Honor

SCENE:  Mitch BERG is boxed in in at a stoplight.  Avery LIBRELLE rides up in between cars on a recumbent e-bike.  BERG ponders getting away over the sidewalk, but figures it’s not quite worth it.

BERG: (dejectedly, resigned to the inevitable). Hey, Aver…

LIBRELLE:  Shut up, Merg. Republicans like you are slandering a good man who served honorably for 24 years in the Minnesota National Guard. 

BERG:  So you dispute…

LIBRELLE:  Shut up!  There is no overriding or exception to the honor that must be bestowed on people who serve .

BERG:  Unless it’s George W Bush.

LIBRELLE:  He was a silver-spooned coward!

BERG:  Right.   (Checks traffic.  No joy).  So, to recap, Governor Walz served…

LIBRELLE:  …with impeccable honor.  For 24 years. 

BERG:  Right. Now – you do realize it’s not me saying this. 

LIBRELLE:  It’s a bunch of political hacks!

BERG:  It’s his battalion commander, Lieutenant Colonel Kolb:

And it’s his battalion’s chaplain, Captain Bjertness:

The chaplain of Minnesota Gov. Tim Walz’s field artillery regiment said there is no excuse for the Democratic VP pick to have abandoned his National Guard unit before a critical deployment — not even running for Congress.

“In our world, to drop out after a WARNORD [warning order] is issued is cowardly, especially for a senior enlisted guy,” retired Capt. Corey Bjertness, now a pastor in Horace, North Dakota, told The Post.

Bjertness, 61, was the chaplain for the 1st Battalion, 125th Field Artillery, of which Walz was command sergeant major before retiring in 2005, two months before the unit deployed to Iraq. Walz has said he did so to run for Congress, and he was elected the next year.

And it’s the guy who replaced him as the Command Sergeant Major at the virtual last minute before they went overseas.

“He had the opportunity to serve his country, and said ‘Screw you’ to the United States. That’s not who I would pick to run for vice president,” Thomas Behrends, one of the retired officials who signed the letter, told the New York Post on Tuesday.

They have between them, if I’m doing my math correctly, a bare minimum of 55 years of honorable service among them.

Does that not make their point of view not merely dispositive, but above reproach? 

By your logic?

LIBRELLE:  (Looks around, quietly rides away).  

BERG:  Recumbents look stupid…

And SCENE

5 thoughts on “Honor

  1. Recumbent bikes are stupid. Agreed.
    At least a few of the riders use a flag for visibility since they’re so low to the ground you can’t see them, especially in traffic.
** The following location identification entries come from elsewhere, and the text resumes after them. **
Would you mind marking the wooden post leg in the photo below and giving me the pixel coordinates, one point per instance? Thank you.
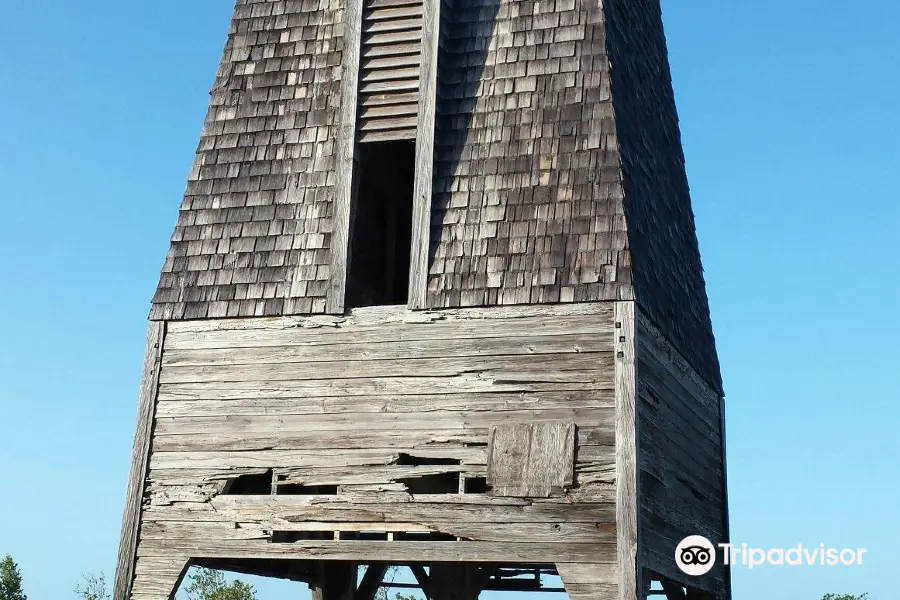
(455, 581)
(157, 578)
(336, 581)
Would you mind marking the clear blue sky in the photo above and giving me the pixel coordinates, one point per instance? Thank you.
(790, 116)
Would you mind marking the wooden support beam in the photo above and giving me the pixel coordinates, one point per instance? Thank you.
(626, 450)
(371, 581)
(140, 461)
(336, 580)
(457, 581)
(674, 591)
(424, 581)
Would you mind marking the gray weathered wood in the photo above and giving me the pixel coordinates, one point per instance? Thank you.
(531, 459)
(421, 221)
(587, 581)
(681, 441)
(626, 451)
(140, 460)
(345, 151)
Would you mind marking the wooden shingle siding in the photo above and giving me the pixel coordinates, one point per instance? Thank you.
(389, 69)
(527, 203)
(681, 466)
(327, 401)
(254, 230)
(665, 260)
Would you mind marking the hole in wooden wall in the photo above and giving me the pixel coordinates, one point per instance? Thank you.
(256, 484)
(298, 489)
(476, 485)
(419, 461)
(289, 537)
(442, 483)
(381, 224)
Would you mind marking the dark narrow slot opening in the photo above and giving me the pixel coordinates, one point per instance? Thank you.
(381, 224)
(298, 489)
(442, 483)
(249, 485)
(289, 537)
(419, 461)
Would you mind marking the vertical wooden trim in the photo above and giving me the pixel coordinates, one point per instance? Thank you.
(421, 219)
(345, 148)
(140, 460)
(627, 499)
(726, 518)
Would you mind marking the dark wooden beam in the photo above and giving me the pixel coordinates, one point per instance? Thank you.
(336, 580)
(371, 581)
(291, 570)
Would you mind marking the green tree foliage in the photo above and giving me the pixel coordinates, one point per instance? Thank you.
(208, 584)
(10, 580)
(93, 588)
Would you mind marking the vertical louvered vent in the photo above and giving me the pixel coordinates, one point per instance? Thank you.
(389, 69)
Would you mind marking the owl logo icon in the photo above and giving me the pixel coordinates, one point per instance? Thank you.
(695, 556)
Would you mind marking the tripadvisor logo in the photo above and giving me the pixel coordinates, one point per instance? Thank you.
(696, 556)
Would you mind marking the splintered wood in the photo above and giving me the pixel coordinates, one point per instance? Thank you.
(531, 460)
(384, 436)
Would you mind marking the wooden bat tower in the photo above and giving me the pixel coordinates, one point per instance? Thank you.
(434, 298)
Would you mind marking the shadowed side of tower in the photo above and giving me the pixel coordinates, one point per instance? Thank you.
(434, 298)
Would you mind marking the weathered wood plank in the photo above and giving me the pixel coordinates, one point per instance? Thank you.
(589, 581)
(626, 452)
(345, 150)
(355, 508)
(531, 459)
(469, 384)
(580, 343)
(596, 441)
(310, 458)
(576, 533)
(140, 459)
(418, 403)
(556, 368)
(589, 417)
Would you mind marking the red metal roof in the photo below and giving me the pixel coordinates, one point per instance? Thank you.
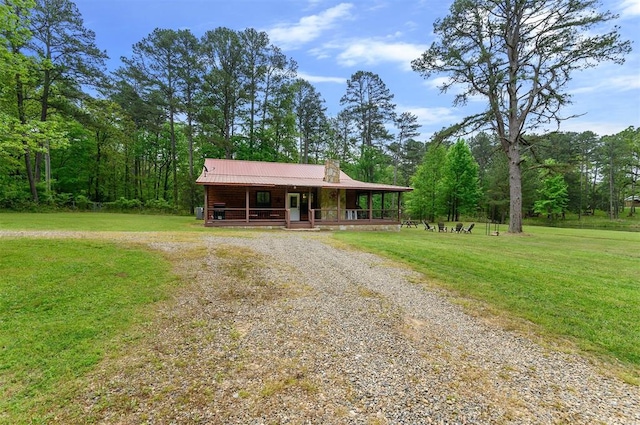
(224, 172)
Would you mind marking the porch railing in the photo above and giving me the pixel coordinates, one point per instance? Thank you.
(248, 215)
(336, 215)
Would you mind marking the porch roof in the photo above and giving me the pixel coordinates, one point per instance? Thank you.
(229, 172)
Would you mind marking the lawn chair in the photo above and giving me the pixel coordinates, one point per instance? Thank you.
(427, 227)
(468, 229)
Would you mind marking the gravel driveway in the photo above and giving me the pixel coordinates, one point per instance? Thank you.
(285, 327)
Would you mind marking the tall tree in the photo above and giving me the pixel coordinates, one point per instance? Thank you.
(155, 63)
(15, 75)
(407, 128)
(553, 195)
(310, 113)
(67, 56)
(459, 188)
(369, 102)
(223, 85)
(519, 55)
(422, 202)
(190, 73)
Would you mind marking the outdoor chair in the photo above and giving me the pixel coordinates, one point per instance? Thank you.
(427, 227)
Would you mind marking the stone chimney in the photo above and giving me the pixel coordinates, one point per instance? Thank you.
(332, 171)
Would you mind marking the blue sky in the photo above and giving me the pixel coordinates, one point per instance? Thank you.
(330, 40)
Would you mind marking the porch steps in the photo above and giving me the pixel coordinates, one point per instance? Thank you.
(299, 225)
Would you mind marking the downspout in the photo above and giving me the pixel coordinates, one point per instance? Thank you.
(206, 204)
(246, 205)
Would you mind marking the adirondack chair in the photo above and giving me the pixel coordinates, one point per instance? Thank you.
(427, 227)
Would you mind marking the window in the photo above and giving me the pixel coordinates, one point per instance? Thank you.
(263, 199)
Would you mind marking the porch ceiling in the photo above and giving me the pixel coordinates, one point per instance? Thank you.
(220, 172)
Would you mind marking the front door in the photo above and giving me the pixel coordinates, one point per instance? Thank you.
(294, 206)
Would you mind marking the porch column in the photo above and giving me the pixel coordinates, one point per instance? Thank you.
(206, 204)
(246, 203)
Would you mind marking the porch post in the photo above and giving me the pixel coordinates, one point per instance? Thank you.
(246, 208)
(206, 204)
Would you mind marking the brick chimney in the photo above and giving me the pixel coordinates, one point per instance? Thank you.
(332, 171)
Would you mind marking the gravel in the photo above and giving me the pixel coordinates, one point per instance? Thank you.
(284, 327)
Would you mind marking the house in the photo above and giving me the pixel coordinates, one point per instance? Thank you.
(252, 193)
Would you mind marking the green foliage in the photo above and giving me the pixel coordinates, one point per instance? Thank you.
(554, 197)
(523, 83)
(458, 190)
(422, 202)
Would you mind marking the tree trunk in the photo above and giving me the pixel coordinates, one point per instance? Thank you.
(515, 189)
(27, 151)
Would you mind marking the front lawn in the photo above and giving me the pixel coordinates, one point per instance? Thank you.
(63, 306)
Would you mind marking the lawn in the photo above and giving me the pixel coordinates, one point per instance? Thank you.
(85, 221)
(64, 304)
(582, 285)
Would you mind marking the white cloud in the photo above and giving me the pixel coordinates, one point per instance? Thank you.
(371, 52)
(308, 28)
(630, 7)
(322, 79)
(429, 117)
(611, 84)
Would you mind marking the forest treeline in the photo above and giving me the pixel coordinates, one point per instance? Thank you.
(73, 134)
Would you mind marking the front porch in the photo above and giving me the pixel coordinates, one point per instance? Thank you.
(299, 208)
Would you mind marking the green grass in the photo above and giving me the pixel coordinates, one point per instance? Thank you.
(582, 285)
(600, 221)
(89, 221)
(63, 304)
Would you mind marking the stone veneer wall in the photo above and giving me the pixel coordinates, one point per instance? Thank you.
(329, 200)
(332, 171)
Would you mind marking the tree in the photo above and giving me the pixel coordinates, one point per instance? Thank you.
(368, 102)
(67, 56)
(518, 55)
(407, 126)
(458, 190)
(422, 202)
(553, 195)
(310, 112)
(223, 86)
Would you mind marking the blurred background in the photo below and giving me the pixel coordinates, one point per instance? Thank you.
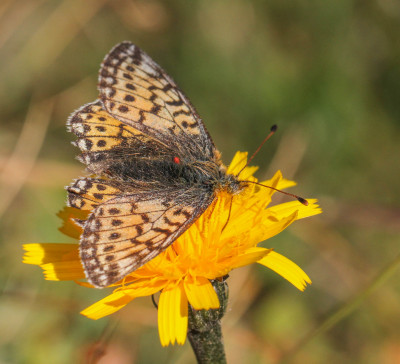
(328, 73)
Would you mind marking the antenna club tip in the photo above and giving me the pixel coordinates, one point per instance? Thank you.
(303, 201)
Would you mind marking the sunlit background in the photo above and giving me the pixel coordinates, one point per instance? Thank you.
(328, 73)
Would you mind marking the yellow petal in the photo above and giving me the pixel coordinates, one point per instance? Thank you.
(173, 316)
(201, 294)
(287, 269)
(107, 305)
(63, 271)
(250, 256)
(287, 208)
(270, 227)
(238, 162)
(49, 252)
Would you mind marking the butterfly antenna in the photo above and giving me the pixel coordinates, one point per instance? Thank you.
(271, 133)
(298, 198)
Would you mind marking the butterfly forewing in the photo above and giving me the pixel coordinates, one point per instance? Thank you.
(124, 233)
(141, 140)
(135, 90)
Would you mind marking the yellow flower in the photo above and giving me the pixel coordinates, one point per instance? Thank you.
(206, 251)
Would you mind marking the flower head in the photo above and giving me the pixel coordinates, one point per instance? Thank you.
(223, 238)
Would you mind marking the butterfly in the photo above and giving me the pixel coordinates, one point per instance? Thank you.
(153, 166)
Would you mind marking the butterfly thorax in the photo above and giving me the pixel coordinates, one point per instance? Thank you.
(201, 174)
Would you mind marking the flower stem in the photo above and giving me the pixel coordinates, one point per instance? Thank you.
(204, 329)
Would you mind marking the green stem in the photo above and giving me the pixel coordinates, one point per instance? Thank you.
(204, 331)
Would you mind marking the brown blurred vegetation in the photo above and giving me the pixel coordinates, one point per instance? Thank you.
(328, 73)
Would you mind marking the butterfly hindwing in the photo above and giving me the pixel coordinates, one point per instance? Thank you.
(102, 139)
(88, 193)
(137, 91)
(124, 233)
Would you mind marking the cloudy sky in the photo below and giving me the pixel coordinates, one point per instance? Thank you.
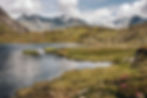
(93, 11)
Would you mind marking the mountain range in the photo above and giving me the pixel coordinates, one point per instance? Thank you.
(7, 24)
(39, 23)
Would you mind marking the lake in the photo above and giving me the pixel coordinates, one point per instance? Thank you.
(18, 70)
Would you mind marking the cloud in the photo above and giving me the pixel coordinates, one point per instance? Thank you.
(69, 7)
(108, 15)
(101, 16)
(18, 7)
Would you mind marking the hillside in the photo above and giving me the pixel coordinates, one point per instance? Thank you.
(8, 25)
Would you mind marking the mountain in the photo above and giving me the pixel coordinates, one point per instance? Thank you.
(40, 23)
(7, 24)
(137, 20)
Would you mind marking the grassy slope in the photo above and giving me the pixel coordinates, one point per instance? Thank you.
(87, 35)
(113, 82)
(97, 54)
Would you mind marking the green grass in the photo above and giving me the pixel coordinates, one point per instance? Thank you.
(31, 52)
(85, 35)
(98, 54)
(90, 83)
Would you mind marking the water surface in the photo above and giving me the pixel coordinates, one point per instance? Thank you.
(18, 70)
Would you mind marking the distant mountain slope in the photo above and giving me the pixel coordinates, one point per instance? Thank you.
(40, 23)
(137, 20)
(9, 25)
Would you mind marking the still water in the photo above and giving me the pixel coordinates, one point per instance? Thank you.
(18, 70)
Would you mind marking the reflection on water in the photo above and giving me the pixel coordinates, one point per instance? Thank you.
(18, 70)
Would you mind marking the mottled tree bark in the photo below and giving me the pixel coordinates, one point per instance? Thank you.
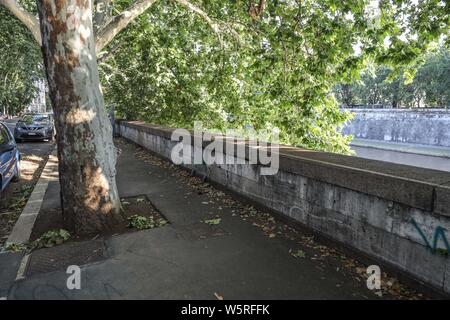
(86, 152)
  2. SSC: I don’t see very many, but every recumbent rider I see always has a white goatee or beard. Guys in their 50s and 60s. I never see younger people riding them.

  3. Recumbents are often loved by people with back problems who can’t handle bending over the handlebars, which I’d agree likely correlates well with gray hair. They are generally disliked by cyclists with healthy backs because they tend to weigh a lot more.

    And electric bikes? I guess there is a point to them, but I’m on wheels to get exercise. Battery assist works against that, at least until it wears out and you really get a workout because they’re a lot heavier than a regular ride. For many, they seem to get riders going fast enough to really hurt their heads when they crash.